Ad infinitum. My point is, even if you oppose a minimal base income because you view humanity as inherently a bunch of lazy lotus-eaters who require the threat of hunger and homelessness to give them incentive to work – even if we posit that's true, we do not live in a world where “avoiding hunger and homelessness” are the only two possible rewards for holding a job. But we live in a world of amazing luxuries and wonderful things, with new ones being introduced – maybe not every day, but certainly every year or so, to the point where whatever material things made someone content back in 1983, it's a near-certainty that someone today has bought all kinds of cool new things which didn't even exist back then.

And if we did have a basic income ensuring everyone could at least afford the minimum requirements of life, then maybe the incoming Biden administration wouldn't be facing such Democratic criticism over the difference between a $1,400 and $2,000 pandemic relief check.

 

Saturday, January 09, 2021

Get Off My Lawn ... no, wait, I don't have one

Like many anti-Trump Americans (I suspect), I watched the attempted insurrection at the capital unfold online with an odd combination of "I can't believe this" and "I kind of expected this all along." When I saw the first videos highlighting the less-serious aspects of the event, with people wandering around admiring the sights the way my classmates and I did during our eighth-grade field trip to DC, and for a moment I was tempted to criticize them the way my adult self would criticize actual eighth-graders engaged in something cataclysmically stupid ... until I realized not only was everyone a full-fledged adult, but many were even older than me.

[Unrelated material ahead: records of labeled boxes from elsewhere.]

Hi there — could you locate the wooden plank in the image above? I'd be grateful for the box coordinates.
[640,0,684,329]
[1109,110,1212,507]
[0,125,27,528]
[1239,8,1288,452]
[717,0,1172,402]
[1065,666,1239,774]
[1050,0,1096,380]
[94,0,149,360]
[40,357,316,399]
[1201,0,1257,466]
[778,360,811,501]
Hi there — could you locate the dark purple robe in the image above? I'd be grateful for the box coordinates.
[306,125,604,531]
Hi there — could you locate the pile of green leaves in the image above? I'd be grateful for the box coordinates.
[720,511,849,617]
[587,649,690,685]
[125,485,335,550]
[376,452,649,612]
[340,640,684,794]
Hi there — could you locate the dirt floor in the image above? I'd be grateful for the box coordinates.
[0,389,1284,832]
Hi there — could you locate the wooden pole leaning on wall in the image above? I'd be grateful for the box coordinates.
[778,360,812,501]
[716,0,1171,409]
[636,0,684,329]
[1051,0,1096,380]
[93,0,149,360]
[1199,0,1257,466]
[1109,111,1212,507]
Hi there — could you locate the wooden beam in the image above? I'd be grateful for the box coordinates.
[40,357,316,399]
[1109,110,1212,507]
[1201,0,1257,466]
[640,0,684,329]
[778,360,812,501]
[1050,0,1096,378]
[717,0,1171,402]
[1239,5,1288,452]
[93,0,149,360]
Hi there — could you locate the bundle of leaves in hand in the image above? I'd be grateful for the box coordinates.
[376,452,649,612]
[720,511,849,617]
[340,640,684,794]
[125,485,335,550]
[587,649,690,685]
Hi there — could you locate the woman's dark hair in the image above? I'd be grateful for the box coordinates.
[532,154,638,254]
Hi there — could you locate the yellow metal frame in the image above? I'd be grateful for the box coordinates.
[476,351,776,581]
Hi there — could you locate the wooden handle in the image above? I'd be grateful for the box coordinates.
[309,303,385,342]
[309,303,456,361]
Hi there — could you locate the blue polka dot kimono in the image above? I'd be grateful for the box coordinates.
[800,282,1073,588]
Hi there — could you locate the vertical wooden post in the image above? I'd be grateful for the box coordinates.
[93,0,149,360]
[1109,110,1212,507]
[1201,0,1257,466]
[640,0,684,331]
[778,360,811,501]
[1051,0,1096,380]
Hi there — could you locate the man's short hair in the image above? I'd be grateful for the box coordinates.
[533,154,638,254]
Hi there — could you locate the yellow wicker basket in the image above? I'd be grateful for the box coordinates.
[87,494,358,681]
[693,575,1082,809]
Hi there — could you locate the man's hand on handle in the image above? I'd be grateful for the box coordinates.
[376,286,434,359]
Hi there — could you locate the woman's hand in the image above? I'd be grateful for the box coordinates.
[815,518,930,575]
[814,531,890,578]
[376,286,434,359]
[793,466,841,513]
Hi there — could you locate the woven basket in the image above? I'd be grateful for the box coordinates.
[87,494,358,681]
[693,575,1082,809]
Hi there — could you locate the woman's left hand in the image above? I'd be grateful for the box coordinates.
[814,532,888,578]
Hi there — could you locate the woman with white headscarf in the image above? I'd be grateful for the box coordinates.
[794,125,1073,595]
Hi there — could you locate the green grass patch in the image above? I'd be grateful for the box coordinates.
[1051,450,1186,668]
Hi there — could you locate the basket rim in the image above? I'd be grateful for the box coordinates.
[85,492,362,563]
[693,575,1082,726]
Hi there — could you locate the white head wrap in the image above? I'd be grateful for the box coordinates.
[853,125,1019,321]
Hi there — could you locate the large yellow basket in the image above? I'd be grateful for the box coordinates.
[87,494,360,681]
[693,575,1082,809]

You almost have to admire such firm commitment to principle, though: imagine being so committed to the whole anti-mask-wearing "covid 19 is a hoax" narrative, you refuse to cover your face even when you're engaging in felonious acts on federal property and know you're being recorded.

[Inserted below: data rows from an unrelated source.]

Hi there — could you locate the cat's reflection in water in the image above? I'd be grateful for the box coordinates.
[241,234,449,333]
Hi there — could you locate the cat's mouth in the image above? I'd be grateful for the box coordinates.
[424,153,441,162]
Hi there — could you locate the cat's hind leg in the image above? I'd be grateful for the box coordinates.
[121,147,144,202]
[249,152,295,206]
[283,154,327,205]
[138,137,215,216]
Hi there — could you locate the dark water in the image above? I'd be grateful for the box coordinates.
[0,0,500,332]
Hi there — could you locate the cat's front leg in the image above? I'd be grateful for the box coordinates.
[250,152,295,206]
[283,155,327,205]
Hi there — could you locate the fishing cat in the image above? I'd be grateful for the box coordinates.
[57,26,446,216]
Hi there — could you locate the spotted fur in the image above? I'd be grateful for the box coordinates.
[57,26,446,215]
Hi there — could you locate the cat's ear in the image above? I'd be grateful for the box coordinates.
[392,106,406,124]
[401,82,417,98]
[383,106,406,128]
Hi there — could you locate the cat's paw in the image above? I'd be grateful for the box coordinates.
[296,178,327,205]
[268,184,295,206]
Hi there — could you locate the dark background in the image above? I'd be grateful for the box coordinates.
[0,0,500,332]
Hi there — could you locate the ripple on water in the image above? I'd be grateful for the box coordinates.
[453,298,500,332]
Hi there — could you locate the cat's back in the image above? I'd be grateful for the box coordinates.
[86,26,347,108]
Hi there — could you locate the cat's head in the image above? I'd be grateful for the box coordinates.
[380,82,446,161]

I would never try storming the capitol or similar things, of course, but if I did I would try to do so in a non-idiotic way where I have at least a hypothetical chance of getting away with it. For starters: wear a damned mask (and be glad this is the first time in literally my entire life where wearing a face-obscuring mask is legal and not even considered weird). Leave my phone, GPS and all other tracking devices at home (or at least in my DC hotel room; if the FBI talked to me later, I'd admit I went to the city but claim I missed the rally because I had another flare-up in my medically documented, "I got scrips for this" chronic-pain condition). Wear mirror sunglasses big enough to cover all of my face not hidden under the mask. Pin up all of my unusual-looking hair and hide every last strand of it under a sung-fitting hat. I'd even buy new-to-me clothes and shoes in styles and colors I usually never wear (including the hat, mask and big mirror sunglasses), and throw them all away as soon as I was done. And likely a couple more things I can't think of right now, but would if I actually took the time to plan a public outing where I'm doing something super-illegal. But I definitely would not run around taking selfies and giving video-recorded interviews to people.

On the other hand, a lot of them probably thought their actions were okay, since the President of the United States supported them. And a lot more clearly didn't think much at all.